The large ensemble cast each have a story to tell; but, the main story is about Cody’s teenage son Terry (Brandon Adams) coming down to the park to tell the father he doesn’t know anymore, and that mom died and he needs him to sign over his share of the house to him. What he wants is a real father who can love and protect him. The straight and sad-eyed Terry can’t cope with his father’s fall and the story revolves around them getting back together, that is after one last hustle will give the guilt-ridden Cody the ticket out.
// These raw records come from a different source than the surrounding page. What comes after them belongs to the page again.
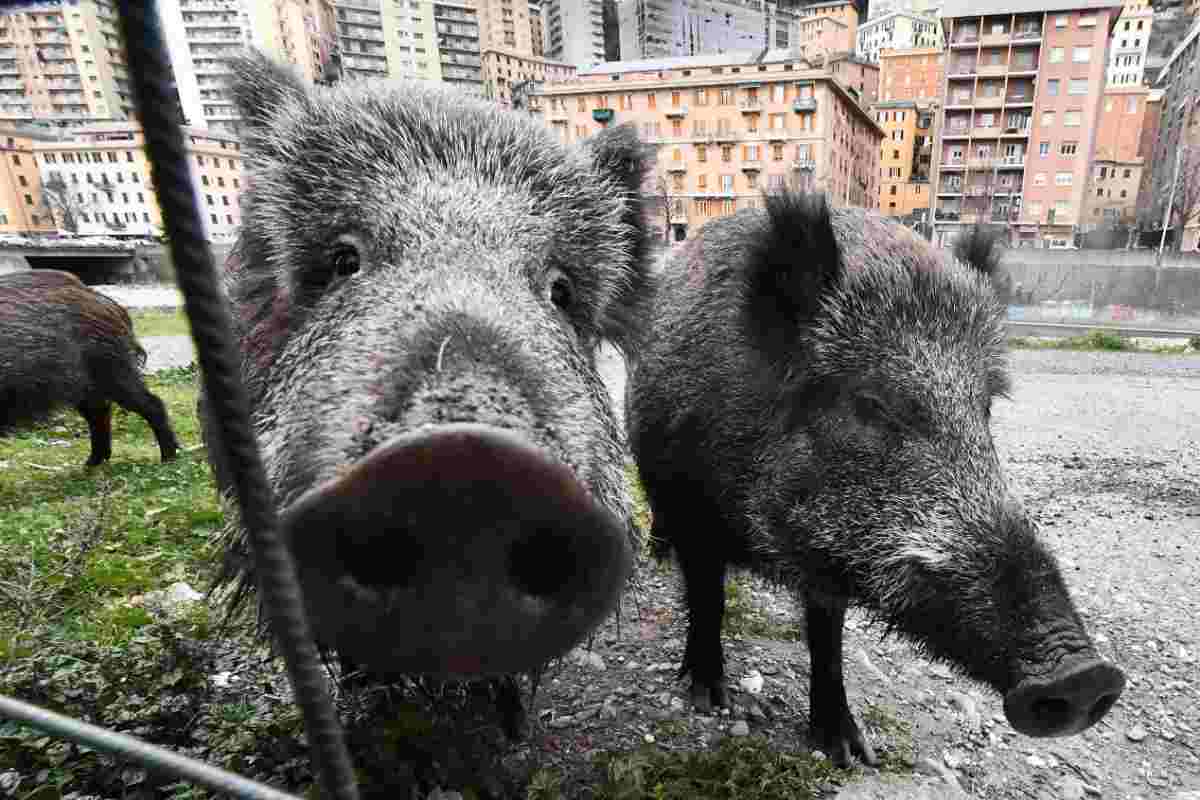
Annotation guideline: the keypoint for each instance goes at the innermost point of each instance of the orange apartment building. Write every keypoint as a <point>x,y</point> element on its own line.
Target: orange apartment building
<point>916,74</point>
<point>1023,104</point>
<point>725,128</point>
<point>905,158</point>
<point>503,70</point>
<point>1117,162</point>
When the film sticks to its initial gritty story it’s fine but when it adds overwrought emotional scenes to a film that is top-heavy with characters and stories, it loses its sense of purpose as it gets too involved with fringe stories that seem tacked on. The crazed TV actor story and the nasty pimp story took away time from getting a better understanding of why Cody and his homeless friends would choose to live in the park. It’s a film that has a very compelling performance by Byrd, who holds one’s attention whenever he’s on screen. He’s the main reason to see the film. But not all the performances are that captivating and the unevenness of the film and its sugarcoated pat ending signaling redemption for a few — left me wondering what am I supposed to make out of viewing this urban violence and the drug use of the homeless. Is this the fault of society? Do individuals have to take responsibility for their own lives? What does the flashy hip-hop soundtrack in the background signal to the youth who are influenced by its sounds? The filmmaker seems to be saying that all these things have to come together, and that society should not be too harsh on these homeless individuals. I just felt the dramatics seemed fake and were made to overwhelm the viewer rather than to really get at the problem. When the film at times had a natural feel to it, then it seemed to be moving in the right direction. But when it determined that it had to tell an over-the-top dramatic story to be effective, it overreached itself and sold its own true story short.